Worthen et al. (1994) retrospectively analyzed 144 patients who were followed for 1-5 years for the severity and frequency of hypoglycemia. The patients were mainly Saudi; however, 10-25% were from neighboring countries in the Arabian peninsula. Less than 50% of the patients with MSUD older than 8 months, pyruvate carboxylase deficiency, methylmalonic acidemia, or propionic acidemia had hypoglycemia during metabolic crisis.
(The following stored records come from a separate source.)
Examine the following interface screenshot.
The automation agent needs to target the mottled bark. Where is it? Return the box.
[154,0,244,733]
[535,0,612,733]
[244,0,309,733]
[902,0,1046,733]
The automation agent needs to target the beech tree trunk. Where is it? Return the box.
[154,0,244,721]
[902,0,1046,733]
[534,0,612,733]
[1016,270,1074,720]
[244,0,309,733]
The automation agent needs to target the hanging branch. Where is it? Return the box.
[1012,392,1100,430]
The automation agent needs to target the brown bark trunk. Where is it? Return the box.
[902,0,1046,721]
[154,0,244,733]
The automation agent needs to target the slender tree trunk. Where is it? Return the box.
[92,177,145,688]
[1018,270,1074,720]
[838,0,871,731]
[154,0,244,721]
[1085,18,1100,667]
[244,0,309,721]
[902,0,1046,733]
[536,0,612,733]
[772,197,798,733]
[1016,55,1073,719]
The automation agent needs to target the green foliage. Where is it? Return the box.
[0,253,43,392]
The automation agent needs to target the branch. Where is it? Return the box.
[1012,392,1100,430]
Moammar et al. (2010) reviewed all patients diagnosed with inborn errors of metabolism (IEM) from 1983 to 2008 at Saudi Aramco medical facilities in the Eastern province of Saudi Arabia. During the study period, 165530 Saudi infants were born, of whom a total of 248 newborns were diagnosed with 55 IEM. Affected patients were evaluated based on clinical manifestations or family history of similar illness and/or unexplained neonatal deaths. Almost all patients were born to consanguineous parents. Organic acidopathies (OA) were diagnosed in 48 out of 248 cases (19%), which constituted the second largest group of IEM found in this cohort after lysosomal storage disease. Among OA patients, two cases from two families were found to have methylmalonic acidemia due to mutase deficiency. The estimated incidence of this condition is 1 in 100,000 live births. Methylmalonic acidemia accounts for 27% of all cases of OA found in this cohort. The authors concluded that data obtained from this study underestimate the true figures of various IEM in the region. Therefore, there is an urgent need for centralized newborn screening program that utilizes tandem mass spectrometry, and offers genetic counseling for these families.